Her name was Margaret, not Mags or Maggie, and she was as sensible as the name suggests, working in her mothers dress store in the evening while holding down comfortable, though not spectacular, grades during the day in Toomey High.
Her days, her evenings and hopefully her nights would become far more hectic in the near future as the students of Toomey High anticipated their Prom mere weeks away. Everything is on a high, in the evening the family store is heaving with high school girls choosing dresses and the days are filled with nervous invitations.
That is until Margaret’s discovery of the torn dresses, muddied and trampled as if tortured; and the scream she later hears in the night.
The body they find won’t be the first, not if the killer has their way. The killer had marveled at how easy it was, and how much easier it would get if the body count grew.
Sometimes removing obstacles is far easier than over coming them; and someone at Toomey High has their sights set on the Prom, and the perfect date…
Prom Date, Diane Hoh’s 1996 addition to the Point Horror Collection, was a random choice for my introduction to the long running series of Young Adult horror novels. What drew me to it was that the synopsis reminded me of the school based slasher films from my youth that enjoyed resurgence during the 1990’s in the shape of I Know What You Did Last Summer and Scream.
That may have been what made me choose Prom Date but it was Diane Hoh’s colorful and endearing characters that kept me interested.
Before I continue I should say that this was not a book I read myself, it was read to me in the form of an audiobook from the website Audible. Audiobooks are essentially adaptations of a book, though they are easily the most loyal of adaptations. If they are read by the author they could even be considered to be closer to the author’s intention than you would get reading the book yourself, on the other hand a bad narrator can make the best book a trial to get through.
Luckily with Prom Date I found myself in the very capable hands, well… words… of Karyn O’Bryant, an actress turned voice artist whose voice perfectly captures good natured sixteen year old Margaret and her contemporaries. But what struck me more than the female characters was how O’Bryant managed to play the males in the story.
O’Bryant’s use of a kind of “basso profondo” or “bassetto” (or whatever we can call the opposite of a falsetto) makes the males in the story believable rather than absurd in the same way men playing female characters often seem. Perhaps this is because the combination of the basetto and characterization manages to meld with the mental image of a teenage boy trying to be older than he is more fluidly. This presents a character that is appealing and honest in a way that perhaps not even a male voice artist could have managed.

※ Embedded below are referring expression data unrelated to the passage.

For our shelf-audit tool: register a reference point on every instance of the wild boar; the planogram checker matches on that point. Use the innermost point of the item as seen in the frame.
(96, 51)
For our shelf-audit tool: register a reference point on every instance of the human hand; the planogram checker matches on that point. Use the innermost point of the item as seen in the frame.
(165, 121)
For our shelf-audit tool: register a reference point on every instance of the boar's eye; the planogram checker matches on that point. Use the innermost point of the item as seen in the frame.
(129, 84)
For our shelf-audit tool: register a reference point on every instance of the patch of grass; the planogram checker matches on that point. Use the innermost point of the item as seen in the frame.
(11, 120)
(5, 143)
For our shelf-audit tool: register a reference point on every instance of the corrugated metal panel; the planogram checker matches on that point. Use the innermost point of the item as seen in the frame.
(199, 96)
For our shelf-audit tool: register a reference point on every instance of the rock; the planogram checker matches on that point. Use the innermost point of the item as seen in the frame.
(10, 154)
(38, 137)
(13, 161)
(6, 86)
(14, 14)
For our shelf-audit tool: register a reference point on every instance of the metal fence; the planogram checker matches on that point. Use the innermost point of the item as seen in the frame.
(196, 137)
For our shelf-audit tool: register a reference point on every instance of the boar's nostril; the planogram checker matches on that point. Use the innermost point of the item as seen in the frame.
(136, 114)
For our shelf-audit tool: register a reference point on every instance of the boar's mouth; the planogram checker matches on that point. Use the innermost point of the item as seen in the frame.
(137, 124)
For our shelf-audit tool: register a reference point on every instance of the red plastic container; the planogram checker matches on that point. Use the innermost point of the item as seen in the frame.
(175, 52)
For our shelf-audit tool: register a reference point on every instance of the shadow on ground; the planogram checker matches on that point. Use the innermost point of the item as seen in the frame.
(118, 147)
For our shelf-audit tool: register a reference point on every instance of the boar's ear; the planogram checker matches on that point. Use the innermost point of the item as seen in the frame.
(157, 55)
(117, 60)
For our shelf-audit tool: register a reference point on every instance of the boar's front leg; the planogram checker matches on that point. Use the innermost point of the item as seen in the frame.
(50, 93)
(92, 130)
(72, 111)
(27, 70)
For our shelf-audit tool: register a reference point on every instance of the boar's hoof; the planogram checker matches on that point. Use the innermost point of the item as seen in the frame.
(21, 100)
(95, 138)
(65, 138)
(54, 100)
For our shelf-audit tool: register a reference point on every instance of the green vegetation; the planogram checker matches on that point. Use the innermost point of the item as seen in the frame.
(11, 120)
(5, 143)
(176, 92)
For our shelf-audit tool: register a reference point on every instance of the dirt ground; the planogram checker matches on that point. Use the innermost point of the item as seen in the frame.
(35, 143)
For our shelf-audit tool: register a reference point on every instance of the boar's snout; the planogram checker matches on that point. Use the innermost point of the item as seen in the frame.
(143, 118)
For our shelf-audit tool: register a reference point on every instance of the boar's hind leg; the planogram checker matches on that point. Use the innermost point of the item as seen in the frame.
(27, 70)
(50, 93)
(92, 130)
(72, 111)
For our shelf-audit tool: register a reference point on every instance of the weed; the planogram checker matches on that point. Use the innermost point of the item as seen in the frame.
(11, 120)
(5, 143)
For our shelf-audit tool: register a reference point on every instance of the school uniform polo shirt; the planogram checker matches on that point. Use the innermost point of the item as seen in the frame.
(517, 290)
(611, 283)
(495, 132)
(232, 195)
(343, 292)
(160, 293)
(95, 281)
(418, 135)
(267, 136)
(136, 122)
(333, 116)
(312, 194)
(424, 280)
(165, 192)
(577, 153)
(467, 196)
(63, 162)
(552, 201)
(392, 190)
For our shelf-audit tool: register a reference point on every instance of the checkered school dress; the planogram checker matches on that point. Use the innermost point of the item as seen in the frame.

Whatever the reason I found O’Bryant’s performance to be uniformly excellent through the story and I wonder if I would have enjoyed it as much without her in the mix.
Of course she is only a part of what made Prom Date an enjoyable slice of teen slasher pie. I was lucky to stumble on to Diane Hoh for my first encounter with Point Horror as well; she writes a great little story that manages to walk the line between pure cliché and whodunnit with nary a foot wrong. Even though there’s very little here an avid devotee of Jason and Freddy would be familiar with she still manages to make a real page turner out of it all.
All in all this was a worthwhile piece of weekend entertainment and it highlighted two artists: Diane Hoh and Karyn O’Bryant, who I’ll sure to be on the lookout for in the future.